Creating a Text Property and a Full-Text Index

To create a %Text property and an index that supports Boolean queries, declare the property using the %Library.Text class and create a full-text index on the property specifying (KEYS) in the ON clause as shown below

PROPERTY myDocument As %Text (MAXLEN = 256, LANGUAGECLASS = "%Text.English");
INDEX myIndex ON myDocument(KEYS) [ TYPE=BITMAP ];

Set the LANGUAGECLASS property parameter to the name of the appropriate language-specific subclass of the %Text.Text class, such as %Text.English, %Text.French, %Text.Spanish, %Text.Italian, %Text.Portuguese, or %Text.Japanese.

Text indexes can be very large and expensive to update, but there are several ways to reduce the size of the index without compromising (and often improving) search quality:

MINWORDLEN discards all terms that are fewer than this number of characters
FILTERNOISEWORDS=1 enables common-word filtering, in combination with calling the ExcludeCommonTerms() class method. Calling ExcludeCommonTerms() with an argument of 175 causes the 175 most common words and two-word combinations to be ignored, resulting in a very substantial reduction of index size (also see Dictionary Management, below)
STEMMING conflates multiple forms of a word to a common "stem". For example, in English, the common word endings -s, -ing, -ed, (etc.) may be removed so that the various word forms can all match against each other.

The %CONTAINS Operator

With the declarations above, the following SQL query could be issued to find all documents containing both the terms "InterSystems" and "IRIS":

SELECT myDocument FROM table t WHERE myDocument %CONTAINS ('InterSystems', 'IRIS')

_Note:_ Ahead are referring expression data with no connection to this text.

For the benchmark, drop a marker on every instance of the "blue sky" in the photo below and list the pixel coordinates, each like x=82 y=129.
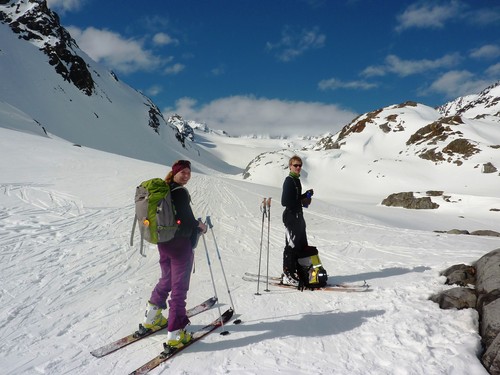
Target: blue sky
x=300 y=66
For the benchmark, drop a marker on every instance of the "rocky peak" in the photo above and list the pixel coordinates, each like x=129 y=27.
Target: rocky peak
x=487 y=102
x=33 y=21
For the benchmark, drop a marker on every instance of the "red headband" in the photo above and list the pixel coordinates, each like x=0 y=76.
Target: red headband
x=179 y=166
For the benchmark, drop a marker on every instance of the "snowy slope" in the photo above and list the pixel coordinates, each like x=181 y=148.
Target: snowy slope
x=70 y=283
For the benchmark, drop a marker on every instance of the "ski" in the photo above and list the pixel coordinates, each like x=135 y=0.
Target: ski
x=168 y=352
x=144 y=332
x=346 y=288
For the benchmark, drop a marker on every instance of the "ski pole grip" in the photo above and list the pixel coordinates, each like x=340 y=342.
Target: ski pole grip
x=209 y=222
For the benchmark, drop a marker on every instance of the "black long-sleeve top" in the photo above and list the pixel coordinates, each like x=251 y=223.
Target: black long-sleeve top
x=183 y=211
x=291 y=195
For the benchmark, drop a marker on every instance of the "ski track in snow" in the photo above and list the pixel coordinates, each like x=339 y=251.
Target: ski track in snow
x=70 y=267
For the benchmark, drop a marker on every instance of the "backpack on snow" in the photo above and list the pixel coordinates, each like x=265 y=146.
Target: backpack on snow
x=154 y=212
x=309 y=268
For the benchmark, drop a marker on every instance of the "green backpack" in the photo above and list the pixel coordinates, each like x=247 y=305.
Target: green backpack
x=154 y=212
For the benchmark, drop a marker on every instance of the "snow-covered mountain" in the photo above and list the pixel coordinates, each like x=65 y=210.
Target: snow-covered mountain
x=49 y=79
x=408 y=147
x=70 y=282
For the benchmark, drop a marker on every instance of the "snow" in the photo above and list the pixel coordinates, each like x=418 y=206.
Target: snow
x=70 y=282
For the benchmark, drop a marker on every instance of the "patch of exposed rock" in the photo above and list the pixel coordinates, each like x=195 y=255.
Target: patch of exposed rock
x=408 y=200
x=478 y=288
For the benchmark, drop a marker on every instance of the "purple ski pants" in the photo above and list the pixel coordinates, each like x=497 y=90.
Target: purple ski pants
x=176 y=263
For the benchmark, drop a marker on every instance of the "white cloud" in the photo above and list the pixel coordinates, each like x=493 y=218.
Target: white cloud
x=110 y=48
x=428 y=14
x=174 y=69
x=403 y=68
x=488 y=51
x=293 y=44
x=494 y=71
x=247 y=115
x=333 y=84
x=163 y=39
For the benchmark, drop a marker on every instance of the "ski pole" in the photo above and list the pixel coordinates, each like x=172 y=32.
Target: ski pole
x=268 y=231
x=263 y=208
x=210 y=225
x=213 y=281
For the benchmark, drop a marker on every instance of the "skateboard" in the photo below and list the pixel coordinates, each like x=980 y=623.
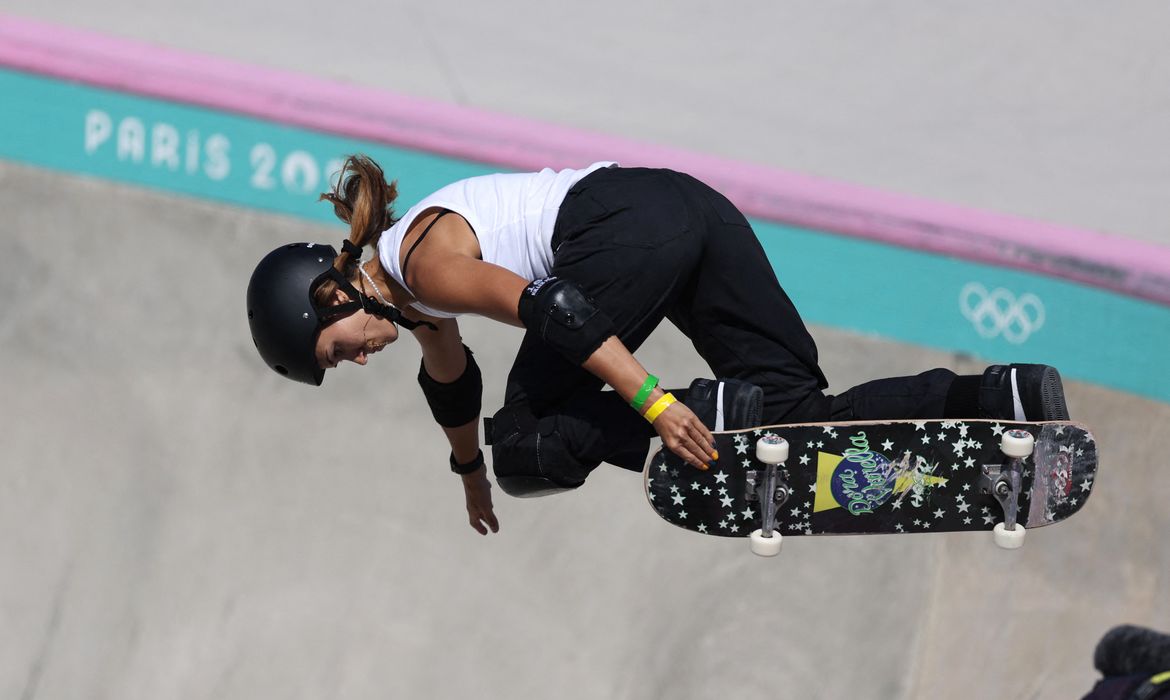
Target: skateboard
x=879 y=478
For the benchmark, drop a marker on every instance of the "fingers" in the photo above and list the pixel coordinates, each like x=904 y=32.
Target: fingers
x=688 y=438
x=483 y=520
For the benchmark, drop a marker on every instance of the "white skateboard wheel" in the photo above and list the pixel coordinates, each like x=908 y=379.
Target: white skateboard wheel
x=764 y=546
x=1007 y=539
x=772 y=450
x=1017 y=443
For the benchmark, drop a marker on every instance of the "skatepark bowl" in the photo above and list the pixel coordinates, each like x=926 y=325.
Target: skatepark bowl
x=180 y=522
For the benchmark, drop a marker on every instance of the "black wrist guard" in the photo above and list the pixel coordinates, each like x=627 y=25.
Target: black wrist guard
x=559 y=313
x=456 y=403
x=469 y=467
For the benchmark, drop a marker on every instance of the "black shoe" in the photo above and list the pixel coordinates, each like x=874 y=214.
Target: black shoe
x=1023 y=392
x=725 y=404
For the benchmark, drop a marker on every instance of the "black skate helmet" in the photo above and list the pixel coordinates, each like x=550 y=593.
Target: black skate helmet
x=283 y=318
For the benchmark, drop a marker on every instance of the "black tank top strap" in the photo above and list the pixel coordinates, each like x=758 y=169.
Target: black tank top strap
x=422 y=235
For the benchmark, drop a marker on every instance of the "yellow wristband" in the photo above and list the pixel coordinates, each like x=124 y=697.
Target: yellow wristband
x=660 y=405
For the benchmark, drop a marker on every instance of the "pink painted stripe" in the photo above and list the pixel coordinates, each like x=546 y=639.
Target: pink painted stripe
x=1122 y=265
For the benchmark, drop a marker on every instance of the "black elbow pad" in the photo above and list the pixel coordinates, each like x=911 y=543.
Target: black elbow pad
x=564 y=317
x=456 y=403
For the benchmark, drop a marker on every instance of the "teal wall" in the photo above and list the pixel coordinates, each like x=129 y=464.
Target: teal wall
x=928 y=300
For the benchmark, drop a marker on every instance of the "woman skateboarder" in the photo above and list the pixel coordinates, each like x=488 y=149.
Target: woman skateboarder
x=589 y=261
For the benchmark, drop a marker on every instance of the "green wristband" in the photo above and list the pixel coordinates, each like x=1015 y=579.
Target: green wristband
x=644 y=393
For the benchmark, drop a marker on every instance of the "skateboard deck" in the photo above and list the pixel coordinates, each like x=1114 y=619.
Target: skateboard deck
x=880 y=478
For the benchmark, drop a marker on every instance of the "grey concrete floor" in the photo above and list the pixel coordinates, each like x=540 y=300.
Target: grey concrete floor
x=178 y=522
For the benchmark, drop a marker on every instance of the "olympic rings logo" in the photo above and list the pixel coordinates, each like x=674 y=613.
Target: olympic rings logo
x=1002 y=313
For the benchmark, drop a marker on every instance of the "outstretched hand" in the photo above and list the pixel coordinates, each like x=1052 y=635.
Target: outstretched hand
x=477 y=492
x=686 y=436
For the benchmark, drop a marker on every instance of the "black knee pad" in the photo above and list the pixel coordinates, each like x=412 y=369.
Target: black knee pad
x=725 y=404
x=529 y=457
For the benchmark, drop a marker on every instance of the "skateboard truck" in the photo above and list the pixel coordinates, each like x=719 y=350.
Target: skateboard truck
x=768 y=487
x=1004 y=481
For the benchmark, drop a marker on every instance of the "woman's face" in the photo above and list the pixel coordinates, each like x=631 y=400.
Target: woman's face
x=355 y=337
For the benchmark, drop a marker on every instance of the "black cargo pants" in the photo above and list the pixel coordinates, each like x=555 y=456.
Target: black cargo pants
x=648 y=245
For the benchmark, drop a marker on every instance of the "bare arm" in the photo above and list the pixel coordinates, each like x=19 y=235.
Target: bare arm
x=445 y=361
x=467 y=285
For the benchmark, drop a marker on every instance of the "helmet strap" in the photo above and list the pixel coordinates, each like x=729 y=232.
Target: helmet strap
x=365 y=302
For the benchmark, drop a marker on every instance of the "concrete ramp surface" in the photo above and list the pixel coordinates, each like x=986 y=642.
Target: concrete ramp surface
x=180 y=522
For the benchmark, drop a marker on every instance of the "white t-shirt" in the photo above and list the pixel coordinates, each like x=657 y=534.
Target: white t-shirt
x=513 y=215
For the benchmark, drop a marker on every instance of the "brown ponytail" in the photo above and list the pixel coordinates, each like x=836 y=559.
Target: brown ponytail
x=363 y=199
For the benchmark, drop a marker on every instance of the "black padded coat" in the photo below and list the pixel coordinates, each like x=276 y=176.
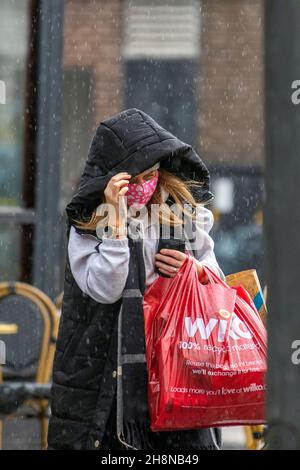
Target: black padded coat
x=84 y=370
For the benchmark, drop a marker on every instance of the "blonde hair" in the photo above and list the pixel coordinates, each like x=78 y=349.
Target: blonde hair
x=178 y=190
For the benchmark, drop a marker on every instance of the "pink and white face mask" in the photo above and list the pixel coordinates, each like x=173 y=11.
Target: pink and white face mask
x=141 y=193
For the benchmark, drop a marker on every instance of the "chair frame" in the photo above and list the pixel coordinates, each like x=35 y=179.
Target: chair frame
x=50 y=318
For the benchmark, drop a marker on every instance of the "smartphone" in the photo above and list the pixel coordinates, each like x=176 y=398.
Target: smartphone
x=170 y=244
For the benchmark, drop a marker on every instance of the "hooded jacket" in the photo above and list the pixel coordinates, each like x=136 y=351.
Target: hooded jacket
x=84 y=369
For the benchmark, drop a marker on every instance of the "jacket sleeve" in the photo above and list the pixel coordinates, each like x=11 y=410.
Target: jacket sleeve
x=203 y=243
x=100 y=274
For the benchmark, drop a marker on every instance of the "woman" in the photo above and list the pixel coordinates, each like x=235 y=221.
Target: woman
x=99 y=393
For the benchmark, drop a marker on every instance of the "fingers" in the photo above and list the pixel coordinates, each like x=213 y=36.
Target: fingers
x=120 y=183
x=120 y=176
x=174 y=254
x=171 y=260
x=167 y=273
x=167 y=268
x=123 y=191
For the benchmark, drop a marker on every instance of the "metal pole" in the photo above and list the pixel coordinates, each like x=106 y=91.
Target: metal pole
x=282 y=220
x=49 y=117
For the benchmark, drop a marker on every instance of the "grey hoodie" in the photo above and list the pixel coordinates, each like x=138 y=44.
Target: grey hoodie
x=102 y=274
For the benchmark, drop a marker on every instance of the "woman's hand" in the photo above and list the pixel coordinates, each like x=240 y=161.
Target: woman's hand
x=170 y=261
x=114 y=193
x=200 y=271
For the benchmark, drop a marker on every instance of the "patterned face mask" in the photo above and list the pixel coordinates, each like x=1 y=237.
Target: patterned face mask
x=141 y=193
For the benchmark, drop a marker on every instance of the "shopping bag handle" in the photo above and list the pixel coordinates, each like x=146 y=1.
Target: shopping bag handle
x=213 y=277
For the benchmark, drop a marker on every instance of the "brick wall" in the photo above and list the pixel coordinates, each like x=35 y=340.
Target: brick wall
x=92 y=38
x=231 y=84
x=231 y=70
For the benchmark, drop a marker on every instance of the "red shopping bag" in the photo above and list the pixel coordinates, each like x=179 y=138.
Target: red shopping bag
x=205 y=351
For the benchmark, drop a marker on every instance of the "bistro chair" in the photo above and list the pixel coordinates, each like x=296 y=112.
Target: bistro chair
x=29 y=352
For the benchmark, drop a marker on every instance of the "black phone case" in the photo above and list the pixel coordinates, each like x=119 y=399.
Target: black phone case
x=170 y=244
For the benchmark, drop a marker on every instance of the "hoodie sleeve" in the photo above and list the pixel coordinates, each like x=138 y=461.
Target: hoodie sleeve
x=204 y=244
x=102 y=275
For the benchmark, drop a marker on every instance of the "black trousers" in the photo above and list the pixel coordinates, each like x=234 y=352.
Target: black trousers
x=191 y=439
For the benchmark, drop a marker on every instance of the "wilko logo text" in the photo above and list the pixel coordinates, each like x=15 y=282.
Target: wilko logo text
x=237 y=328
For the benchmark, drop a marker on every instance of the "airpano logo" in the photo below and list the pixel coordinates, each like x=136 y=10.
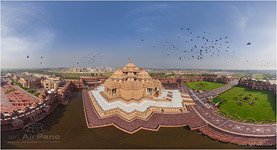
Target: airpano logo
x=35 y=133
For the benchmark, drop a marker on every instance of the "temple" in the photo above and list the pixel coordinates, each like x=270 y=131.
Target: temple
x=131 y=83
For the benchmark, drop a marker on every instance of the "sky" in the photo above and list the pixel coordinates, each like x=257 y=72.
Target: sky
x=83 y=34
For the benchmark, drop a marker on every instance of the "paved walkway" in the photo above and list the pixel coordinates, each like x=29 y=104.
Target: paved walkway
x=230 y=126
x=153 y=123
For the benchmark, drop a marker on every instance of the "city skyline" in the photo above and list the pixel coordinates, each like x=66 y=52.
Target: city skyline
x=71 y=34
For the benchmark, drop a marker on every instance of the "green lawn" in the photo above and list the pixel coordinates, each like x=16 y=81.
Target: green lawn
x=204 y=85
x=248 y=105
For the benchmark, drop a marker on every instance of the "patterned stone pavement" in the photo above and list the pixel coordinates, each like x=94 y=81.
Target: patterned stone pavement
x=157 y=120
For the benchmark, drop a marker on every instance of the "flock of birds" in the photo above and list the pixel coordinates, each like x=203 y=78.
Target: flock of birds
x=188 y=45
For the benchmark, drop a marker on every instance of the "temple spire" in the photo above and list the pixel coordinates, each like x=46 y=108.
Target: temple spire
x=129 y=60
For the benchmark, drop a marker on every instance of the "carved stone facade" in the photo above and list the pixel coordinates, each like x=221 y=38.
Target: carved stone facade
x=131 y=83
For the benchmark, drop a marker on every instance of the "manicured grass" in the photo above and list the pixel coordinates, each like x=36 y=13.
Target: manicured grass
x=204 y=85
x=249 y=105
x=216 y=100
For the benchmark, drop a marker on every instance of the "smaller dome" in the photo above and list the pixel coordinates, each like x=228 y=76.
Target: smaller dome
x=130 y=65
x=117 y=74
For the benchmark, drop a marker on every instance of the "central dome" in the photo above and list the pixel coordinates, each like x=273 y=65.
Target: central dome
x=131 y=83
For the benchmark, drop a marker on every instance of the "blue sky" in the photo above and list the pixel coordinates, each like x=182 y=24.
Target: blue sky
x=68 y=32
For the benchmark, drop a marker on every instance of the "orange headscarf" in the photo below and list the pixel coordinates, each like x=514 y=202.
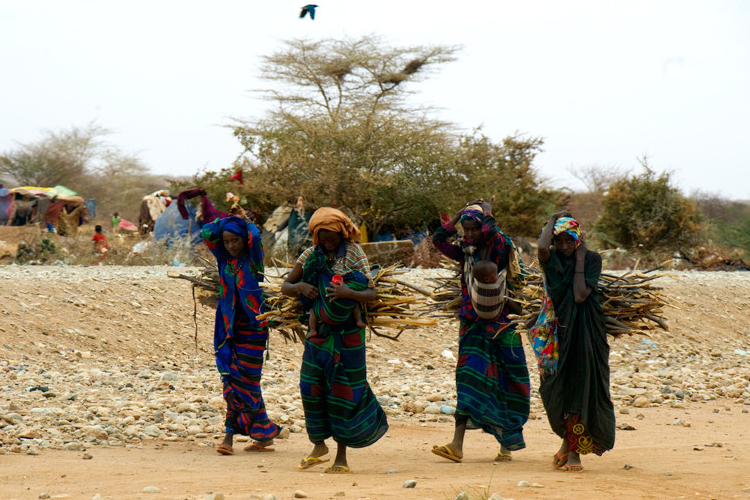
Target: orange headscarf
x=333 y=220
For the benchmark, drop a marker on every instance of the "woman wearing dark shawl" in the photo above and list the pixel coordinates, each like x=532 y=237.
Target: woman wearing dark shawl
x=575 y=372
x=492 y=380
x=336 y=397
x=239 y=338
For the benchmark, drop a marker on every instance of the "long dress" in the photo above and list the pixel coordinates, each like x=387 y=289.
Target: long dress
x=576 y=394
x=336 y=397
x=492 y=379
x=239 y=338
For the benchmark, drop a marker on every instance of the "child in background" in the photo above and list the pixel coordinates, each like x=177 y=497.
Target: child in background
x=115 y=221
x=101 y=247
x=356 y=313
x=485 y=271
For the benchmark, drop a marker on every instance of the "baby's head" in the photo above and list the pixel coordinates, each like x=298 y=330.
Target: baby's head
x=485 y=271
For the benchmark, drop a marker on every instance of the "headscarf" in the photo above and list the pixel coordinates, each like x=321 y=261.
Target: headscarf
x=571 y=226
x=472 y=212
x=334 y=220
x=234 y=225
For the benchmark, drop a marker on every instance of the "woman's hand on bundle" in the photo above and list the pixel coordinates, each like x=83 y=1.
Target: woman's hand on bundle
x=307 y=290
x=338 y=291
x=561 y=213
x=581 y=251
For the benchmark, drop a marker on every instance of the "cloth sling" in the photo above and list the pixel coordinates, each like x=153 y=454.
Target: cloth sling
x=488 y=299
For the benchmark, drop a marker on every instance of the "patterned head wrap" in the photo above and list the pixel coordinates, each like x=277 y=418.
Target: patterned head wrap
x=571 y=226
x=234 y=225
x=472 y=212
x=333 y=220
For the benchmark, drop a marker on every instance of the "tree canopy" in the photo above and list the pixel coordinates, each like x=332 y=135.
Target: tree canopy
x=644 y=211
x=82 y=159
x=342 y=132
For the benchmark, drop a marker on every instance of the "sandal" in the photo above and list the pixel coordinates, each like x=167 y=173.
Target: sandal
x=256 y=448
x=225 y=449
x=573 y=468
x=337 y=469
x=503 y=457
x=310 y=461
x=445 y=452
x=559 y=461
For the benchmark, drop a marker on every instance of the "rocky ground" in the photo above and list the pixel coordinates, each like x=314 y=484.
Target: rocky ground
x=96 y=359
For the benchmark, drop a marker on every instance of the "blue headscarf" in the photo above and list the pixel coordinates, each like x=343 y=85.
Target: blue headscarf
x=571 y=226
x=472 y=212
x=234 y=225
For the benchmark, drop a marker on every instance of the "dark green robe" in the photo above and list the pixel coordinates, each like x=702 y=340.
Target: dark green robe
x=578 y=391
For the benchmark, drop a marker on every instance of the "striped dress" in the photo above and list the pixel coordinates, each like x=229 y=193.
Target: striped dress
x=240 y=339
x=336 y=396
x=492 y=380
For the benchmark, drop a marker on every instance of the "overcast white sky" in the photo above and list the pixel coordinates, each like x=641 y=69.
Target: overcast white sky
x=603 y=82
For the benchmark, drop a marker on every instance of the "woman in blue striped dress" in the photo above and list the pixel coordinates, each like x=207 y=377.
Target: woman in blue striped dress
x=336 y=396
x=239 y=338
x=492 y=380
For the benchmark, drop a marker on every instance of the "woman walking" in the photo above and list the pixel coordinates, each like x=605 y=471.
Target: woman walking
x=336 y=397
x=575 y=375
x=239 y=338
x=492 y=380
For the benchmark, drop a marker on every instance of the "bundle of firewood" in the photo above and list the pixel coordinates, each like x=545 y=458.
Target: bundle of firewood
x=395 y=308
x=631 y=303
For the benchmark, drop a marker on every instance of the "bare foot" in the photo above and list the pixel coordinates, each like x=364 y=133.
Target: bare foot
x=314 y=458
x=574 y=463
x=449 y=451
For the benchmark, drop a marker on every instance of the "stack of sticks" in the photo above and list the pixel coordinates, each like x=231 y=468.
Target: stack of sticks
x=396 y=307
x=631 y=303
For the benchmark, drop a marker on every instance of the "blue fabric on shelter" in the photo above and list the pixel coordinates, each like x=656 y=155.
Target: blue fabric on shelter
x=91 y=207
x=237 y=227
x=170 y=225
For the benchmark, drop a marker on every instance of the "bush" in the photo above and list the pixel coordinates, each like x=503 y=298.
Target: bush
x=646 y=213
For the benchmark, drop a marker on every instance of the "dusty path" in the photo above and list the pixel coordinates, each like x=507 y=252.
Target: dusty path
x=130 y=403
x=664 y=458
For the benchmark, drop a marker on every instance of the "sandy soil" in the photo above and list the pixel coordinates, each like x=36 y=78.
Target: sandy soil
x=704 y=457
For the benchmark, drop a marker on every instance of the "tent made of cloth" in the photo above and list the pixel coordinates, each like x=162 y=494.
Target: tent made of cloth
x=6 y=205
x=59 y=192
x=170 y=226
x=152 y=207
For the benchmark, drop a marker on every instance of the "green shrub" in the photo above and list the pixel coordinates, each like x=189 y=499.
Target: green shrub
x=645 y=212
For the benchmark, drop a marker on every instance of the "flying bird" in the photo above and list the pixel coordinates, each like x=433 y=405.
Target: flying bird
x=308 y=8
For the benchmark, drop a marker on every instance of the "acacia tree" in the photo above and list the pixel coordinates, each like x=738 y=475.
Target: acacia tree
x=58 y=157
x=82 y=159
x=342 y=132
x=645 y=212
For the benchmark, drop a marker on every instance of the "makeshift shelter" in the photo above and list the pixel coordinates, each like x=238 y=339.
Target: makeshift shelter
x=59 y=206
x=152 y=206
x=184 y=218
x=6 y=205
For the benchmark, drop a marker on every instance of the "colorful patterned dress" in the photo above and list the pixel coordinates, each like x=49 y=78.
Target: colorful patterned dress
x=336 y=396
x=240 y=339
x=492 y=380
x=576 y=393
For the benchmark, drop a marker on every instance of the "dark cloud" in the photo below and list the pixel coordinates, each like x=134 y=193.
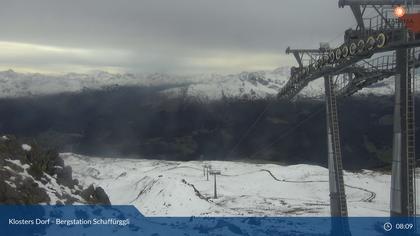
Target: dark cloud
x=158 y=32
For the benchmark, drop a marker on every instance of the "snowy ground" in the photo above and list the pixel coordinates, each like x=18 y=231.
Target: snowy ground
x=168 y=188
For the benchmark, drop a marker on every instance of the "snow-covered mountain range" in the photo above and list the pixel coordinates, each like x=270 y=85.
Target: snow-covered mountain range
x=175 y=188
x=214 y=86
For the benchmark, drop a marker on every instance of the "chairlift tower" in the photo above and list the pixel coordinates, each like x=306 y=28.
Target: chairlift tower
x=403 y=158
x=214 y=173
x=348 y=63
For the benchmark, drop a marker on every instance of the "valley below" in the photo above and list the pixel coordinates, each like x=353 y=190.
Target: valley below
x=180 y=188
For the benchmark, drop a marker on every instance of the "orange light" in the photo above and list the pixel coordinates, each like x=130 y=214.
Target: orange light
x=399 y=11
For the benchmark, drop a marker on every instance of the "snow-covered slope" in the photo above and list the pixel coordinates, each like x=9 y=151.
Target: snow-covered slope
x=249 y=85
x=159 y=188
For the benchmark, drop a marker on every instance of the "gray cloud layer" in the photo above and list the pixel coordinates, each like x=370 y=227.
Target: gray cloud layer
x=171 y=35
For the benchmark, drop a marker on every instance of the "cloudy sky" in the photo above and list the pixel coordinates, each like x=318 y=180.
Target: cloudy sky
x=170 y=36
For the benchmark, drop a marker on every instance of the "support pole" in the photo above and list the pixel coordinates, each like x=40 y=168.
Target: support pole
x=338 y=203
x=215 y=188
x=403 y=162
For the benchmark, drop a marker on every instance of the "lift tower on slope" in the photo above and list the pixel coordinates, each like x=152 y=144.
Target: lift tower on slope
x=403 y=163
x=387 y=37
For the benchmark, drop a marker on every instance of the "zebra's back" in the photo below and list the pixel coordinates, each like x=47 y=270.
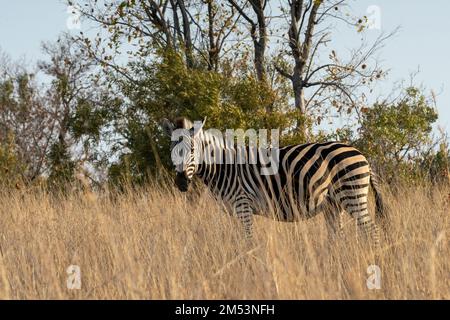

The %CONTAINS operator matches on complete terms, based on a language-specific tokenization of the text into words; therefore, unlike the behavior of the "[" operator, "Intersystems" would not match "IntersystemsCorp". Consider the following similar query:

SELECT myDocument FROM table t WHERE myDocument [ 'InterSystems' AND myDocument [ 'IRIS'

Both queries above would produce similar results in most cases, but the %CONTAINS operator can fully exploit the full text index, whereas the "[" operator matches character sequences rather than terms, is case sensitive, and will not exploit the full text index.

The %CONTAINS operator may also be used to search for multi-word phrases, such as in the following query:

SELECT myDocument FROM table t WHERE 
    myDocument %CONTAINS ('New Guinea') OR myDocument %CONTAINS ('West Africa')

If the class parameter NGRAMLEN=2 or more, then the 2-word terms 'New Guinea' and 'West Africa' will be stored in the index. If NGRAMLEN=1, then the text index will still be used to find all documents that contain "Guinea" or "Africa", but the query cannot be fully satisfied from the index and must be completed by searching through the original data using the case-sensitive "[" operator.

The next query illustrates the use of the STEMMING parameter. The language-specific subclasses of the %Text.Text class each strip off common word endings to put each term into a standard form.

SELECT myDocument FROM table t WHERE 
    myDocument %CONTAINS ('jumping')

The query above may succeed on any document that contains the word "jump", "jumping", "jumps" or "jumped", depending on the stemming algorithm. Note that if NGRAMLEN=1, then the query:

SELECT myDocument FROM table t WHERE
    myDocument %CONTAINS ('jumping through hoops')

will succeed only if the document contains the 3 word phrase exactly as specified, whereas if NGRAMLEN=3, then the query could also match "jump through hoops", because 3-word phrases are considered single terms and are subject to stemming.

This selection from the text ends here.